Monday, April 14, 2014

Jet Production in pp, p-Pb and Pb-Pb collisions measured by the ALICE experiment

Rosi Reed (Wayne State)

In relativistic heavy-ion collisions a hot, dense medium of strongly interacting matter called the Quark Gluon Plasma (QGP) is formed. One of the main goals of jet measurements is to understand how hard scattered partons lose energy as they traverse through a colored medium. A study of jet spectra and correlations in a variety of collisional systems will allow a better understanding of the detailed mechanisms of this in-medium energy loss and will further constrain theory models of this process.
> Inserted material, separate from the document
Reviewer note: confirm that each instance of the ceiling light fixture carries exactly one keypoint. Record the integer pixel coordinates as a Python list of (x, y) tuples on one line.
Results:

The measurement of the jet production cross-section in three different colliding systems: pp, p-Pb, and Pb-Pb, allows for the determination of jets in QCD vacuum, in cold nuclear matter and in a QGP. The two reference measurements will allow a better extraction of the modification of the parton shower due to the hot partonic matter. Cold nuclear matter effects, such as shadowing, could modify the cross-section or fragmentation relative to pp, which would need to be removed from any potential measurement of the modification in hot nuclear matter. In order to fully understand the modification of the parton fragmentation function, it is important that the underlying event background and its fluctuations is well understood for all colliding systems. This fluctuating background can smear the jet spectrum, and can be corrected for along with detector effects during an unfolding process. I will present recent ALICE results on jet production and single hadrons, which are a good proxy for jets, in pp, p-Pb and Pb-Pb collisions and discuss their sensitivity to a modified jet fragmentation function.